Japan sponsors say no logo cars for relay


When the Beijing Olympics torch relay takes place April 26 in Nagano, there will be no vehicles bearing the logos of corporate sponsors, now that three sponsor firms of the games have canceled plans to contribute such autos.

Coca-Cola (Japan) Co., Lenovo Japan Ltd. and Samsung Japan Corp. made their decisions by Friday apparently because the torch relay has become the target of street demonstrations in many parts of the world amid the growing condemnation of China’s human rights record.

The Japanese unit of Coca-Cola Co. of the U.S. had intended to offer a vehicle to run in front of the torch runner but dropped the plan on grounds that it would not do much to promote its products.

Olympic gold-winning swimmer Kosuke Kitajima will serve as a torchbearer as scheduled, according to the company. The soft drink maker is a sponsor for Kitajima.

A Lenovo Japan official said the cancellation stems from its budget constraints because it would cost ¥6 million to ¥10 million to contribute a vehicle for the relay.

But two athletes it backs, Olympic silver-winning marathon runner Yuko Arimori and sprinter Shingo Suetsugu, will carry the torch as scheduled, said the Japanese arm of the Chinese computer maker.

Samsung Japan said it has concluded in consultation with Nagano’s executive committee organizing the torch relay that the motorcade should not become too long.

Still, the Japan unit of the South Korean electronics giant will field comedian Kinichi Hagimoto and Senichi Hoshino, manager of Japan’s national baseball team for the Olympics, as torchbearers.

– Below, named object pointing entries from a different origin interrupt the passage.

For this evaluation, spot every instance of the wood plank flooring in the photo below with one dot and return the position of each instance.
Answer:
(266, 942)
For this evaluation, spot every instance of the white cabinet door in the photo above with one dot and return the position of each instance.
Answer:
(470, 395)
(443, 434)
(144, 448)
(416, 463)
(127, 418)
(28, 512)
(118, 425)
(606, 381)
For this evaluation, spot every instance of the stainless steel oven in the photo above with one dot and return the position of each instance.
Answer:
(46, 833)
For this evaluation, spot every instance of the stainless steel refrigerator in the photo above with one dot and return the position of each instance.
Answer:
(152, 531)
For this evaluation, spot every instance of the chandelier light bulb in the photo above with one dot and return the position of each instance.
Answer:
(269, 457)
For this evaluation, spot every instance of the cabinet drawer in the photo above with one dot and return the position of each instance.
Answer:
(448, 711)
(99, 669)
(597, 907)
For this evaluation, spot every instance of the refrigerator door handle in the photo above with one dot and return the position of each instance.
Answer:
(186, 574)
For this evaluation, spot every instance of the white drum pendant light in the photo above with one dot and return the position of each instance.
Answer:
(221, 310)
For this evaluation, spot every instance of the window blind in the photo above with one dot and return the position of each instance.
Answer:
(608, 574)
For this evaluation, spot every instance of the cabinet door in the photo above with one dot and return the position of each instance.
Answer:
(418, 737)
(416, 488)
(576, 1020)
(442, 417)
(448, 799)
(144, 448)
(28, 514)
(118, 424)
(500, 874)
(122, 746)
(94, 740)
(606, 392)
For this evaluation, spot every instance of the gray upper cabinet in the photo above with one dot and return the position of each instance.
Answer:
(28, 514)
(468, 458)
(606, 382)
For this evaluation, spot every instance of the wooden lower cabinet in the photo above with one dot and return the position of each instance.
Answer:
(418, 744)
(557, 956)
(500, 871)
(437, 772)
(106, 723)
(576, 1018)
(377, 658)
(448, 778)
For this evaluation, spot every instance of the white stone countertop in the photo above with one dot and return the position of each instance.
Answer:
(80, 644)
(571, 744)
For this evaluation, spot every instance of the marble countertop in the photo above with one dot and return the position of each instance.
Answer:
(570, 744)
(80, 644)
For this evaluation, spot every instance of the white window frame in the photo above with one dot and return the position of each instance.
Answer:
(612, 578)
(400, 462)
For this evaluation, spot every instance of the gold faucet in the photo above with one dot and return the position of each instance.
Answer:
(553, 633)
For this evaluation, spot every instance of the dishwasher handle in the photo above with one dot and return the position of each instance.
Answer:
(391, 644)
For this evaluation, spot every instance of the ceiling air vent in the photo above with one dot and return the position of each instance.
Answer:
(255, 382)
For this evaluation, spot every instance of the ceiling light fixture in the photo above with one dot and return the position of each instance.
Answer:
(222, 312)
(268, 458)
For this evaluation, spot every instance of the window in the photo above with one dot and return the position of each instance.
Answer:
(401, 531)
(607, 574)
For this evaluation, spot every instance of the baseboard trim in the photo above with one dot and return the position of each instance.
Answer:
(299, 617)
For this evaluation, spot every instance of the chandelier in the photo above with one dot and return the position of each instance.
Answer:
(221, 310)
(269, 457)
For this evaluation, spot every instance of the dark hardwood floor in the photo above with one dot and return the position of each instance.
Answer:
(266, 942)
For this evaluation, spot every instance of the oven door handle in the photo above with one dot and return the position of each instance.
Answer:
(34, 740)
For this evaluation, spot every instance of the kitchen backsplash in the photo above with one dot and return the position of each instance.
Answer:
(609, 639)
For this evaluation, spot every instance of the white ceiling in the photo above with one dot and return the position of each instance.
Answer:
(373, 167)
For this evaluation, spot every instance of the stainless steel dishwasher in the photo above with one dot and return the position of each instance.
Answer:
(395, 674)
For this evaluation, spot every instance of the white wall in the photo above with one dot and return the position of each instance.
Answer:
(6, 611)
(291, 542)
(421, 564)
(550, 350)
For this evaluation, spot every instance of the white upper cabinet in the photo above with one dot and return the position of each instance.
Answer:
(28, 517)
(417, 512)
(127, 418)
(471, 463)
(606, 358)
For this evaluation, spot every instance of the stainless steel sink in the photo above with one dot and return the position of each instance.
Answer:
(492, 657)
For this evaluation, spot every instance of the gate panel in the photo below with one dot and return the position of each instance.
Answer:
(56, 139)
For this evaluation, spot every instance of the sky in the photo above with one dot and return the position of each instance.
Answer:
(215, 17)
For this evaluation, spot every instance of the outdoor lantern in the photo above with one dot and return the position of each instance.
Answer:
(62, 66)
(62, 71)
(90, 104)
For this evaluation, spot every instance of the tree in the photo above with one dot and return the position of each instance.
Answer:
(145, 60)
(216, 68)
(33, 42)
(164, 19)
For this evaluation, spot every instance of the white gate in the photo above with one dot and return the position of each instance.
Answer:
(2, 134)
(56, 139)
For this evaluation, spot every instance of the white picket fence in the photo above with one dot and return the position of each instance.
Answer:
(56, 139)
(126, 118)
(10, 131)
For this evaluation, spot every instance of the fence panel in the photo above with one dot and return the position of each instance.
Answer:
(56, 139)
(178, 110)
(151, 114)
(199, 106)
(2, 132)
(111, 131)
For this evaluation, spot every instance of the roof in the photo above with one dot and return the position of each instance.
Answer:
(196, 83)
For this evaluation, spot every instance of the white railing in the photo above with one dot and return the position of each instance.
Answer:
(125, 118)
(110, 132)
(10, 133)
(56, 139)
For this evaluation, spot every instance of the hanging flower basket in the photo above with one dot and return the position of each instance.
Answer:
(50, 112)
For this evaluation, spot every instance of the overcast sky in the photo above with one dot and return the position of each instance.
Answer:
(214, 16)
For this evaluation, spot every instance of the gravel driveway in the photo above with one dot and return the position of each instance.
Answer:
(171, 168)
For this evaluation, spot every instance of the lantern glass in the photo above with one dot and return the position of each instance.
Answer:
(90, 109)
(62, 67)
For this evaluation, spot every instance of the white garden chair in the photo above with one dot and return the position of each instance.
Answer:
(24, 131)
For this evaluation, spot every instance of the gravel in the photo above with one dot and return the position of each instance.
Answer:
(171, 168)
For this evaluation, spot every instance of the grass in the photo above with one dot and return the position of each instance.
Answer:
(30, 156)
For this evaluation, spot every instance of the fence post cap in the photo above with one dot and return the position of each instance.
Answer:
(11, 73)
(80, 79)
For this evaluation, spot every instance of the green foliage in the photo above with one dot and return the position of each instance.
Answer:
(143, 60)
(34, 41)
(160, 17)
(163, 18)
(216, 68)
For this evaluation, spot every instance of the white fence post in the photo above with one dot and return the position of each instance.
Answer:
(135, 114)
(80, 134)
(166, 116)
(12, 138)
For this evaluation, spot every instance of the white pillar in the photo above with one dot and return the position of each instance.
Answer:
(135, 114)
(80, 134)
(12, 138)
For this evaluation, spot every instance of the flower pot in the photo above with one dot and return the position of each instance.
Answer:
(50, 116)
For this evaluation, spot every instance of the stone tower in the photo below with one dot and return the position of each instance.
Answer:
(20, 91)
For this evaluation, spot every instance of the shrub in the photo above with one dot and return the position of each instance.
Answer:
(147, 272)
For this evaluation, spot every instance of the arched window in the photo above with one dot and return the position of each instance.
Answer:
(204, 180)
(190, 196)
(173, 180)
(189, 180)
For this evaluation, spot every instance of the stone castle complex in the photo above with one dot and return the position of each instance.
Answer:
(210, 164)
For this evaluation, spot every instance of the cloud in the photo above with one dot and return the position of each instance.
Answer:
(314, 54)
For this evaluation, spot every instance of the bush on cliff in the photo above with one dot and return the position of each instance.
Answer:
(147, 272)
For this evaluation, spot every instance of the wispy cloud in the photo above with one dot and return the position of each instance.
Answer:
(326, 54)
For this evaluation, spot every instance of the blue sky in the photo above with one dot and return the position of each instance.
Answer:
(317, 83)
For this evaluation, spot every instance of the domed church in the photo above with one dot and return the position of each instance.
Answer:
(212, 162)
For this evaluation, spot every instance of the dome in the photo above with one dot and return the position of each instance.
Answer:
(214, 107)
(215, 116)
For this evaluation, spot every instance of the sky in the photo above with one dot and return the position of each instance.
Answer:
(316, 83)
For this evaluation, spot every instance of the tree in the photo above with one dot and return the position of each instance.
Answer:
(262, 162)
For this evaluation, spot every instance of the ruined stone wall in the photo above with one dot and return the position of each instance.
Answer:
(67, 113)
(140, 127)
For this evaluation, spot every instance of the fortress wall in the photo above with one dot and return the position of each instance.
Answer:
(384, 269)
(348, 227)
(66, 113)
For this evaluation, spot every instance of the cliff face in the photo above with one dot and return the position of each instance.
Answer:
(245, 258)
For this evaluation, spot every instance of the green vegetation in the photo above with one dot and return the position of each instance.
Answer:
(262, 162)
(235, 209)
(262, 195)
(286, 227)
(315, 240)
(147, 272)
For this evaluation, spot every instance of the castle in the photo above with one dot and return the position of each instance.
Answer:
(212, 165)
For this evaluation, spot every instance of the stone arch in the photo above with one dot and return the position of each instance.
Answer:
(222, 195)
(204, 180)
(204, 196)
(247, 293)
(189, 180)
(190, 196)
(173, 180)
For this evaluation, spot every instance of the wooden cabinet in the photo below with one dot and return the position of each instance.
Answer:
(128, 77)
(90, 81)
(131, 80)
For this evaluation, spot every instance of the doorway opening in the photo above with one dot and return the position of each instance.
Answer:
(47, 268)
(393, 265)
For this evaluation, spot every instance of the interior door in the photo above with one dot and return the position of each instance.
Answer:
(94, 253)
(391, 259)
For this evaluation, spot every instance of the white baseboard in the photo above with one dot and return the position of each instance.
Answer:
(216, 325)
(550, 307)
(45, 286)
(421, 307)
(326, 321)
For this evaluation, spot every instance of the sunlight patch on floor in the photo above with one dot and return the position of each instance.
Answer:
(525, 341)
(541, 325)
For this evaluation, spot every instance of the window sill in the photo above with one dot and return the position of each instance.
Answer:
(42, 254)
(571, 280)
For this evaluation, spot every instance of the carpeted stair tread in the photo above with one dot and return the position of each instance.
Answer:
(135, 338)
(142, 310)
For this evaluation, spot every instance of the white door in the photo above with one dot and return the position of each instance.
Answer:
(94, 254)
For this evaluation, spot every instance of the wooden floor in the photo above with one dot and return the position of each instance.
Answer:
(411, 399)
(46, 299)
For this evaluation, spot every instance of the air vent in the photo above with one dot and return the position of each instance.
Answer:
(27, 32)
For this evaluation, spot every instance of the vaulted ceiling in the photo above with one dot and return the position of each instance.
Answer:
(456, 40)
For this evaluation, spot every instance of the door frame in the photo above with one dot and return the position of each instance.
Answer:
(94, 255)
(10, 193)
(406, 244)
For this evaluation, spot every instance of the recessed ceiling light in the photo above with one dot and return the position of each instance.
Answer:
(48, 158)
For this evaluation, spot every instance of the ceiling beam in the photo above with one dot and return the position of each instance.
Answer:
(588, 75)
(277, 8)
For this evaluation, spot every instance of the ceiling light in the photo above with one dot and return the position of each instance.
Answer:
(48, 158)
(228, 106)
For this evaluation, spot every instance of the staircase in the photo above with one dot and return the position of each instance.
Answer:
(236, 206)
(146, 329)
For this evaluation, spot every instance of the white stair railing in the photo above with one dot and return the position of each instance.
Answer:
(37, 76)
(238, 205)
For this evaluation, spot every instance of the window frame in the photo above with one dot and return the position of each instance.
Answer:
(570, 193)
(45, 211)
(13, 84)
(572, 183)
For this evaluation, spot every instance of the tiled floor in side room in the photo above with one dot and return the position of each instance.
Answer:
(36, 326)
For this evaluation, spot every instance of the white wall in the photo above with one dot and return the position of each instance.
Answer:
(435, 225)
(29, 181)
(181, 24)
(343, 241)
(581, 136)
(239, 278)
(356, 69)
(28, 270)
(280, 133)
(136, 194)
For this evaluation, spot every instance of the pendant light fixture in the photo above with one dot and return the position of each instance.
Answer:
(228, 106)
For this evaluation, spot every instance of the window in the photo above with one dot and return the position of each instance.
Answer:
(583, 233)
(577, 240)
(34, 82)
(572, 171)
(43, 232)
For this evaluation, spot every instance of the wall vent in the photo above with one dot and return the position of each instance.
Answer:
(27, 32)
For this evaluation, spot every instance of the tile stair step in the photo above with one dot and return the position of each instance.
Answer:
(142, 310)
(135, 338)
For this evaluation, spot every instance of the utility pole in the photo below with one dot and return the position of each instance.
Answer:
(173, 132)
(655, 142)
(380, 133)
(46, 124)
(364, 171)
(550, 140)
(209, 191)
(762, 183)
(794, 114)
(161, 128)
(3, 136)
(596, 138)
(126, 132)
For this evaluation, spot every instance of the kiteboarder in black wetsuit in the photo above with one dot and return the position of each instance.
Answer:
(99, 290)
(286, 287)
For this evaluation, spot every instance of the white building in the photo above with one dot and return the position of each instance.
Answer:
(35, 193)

In New York Thursday, Human Rights Watch labeled Matsushita Electric Industrial Co. along with General Electric Co. and 10 other firms as “top sponsors” of the Beijing Olympics and said they “remained largely silent” about human rights violations China has committed in its preparation for the games as well as its crackdown in Tibet. Their silence contradicts “their widely publicized commitments to the principles of corporate social responsibility and human rights,” the rights group said.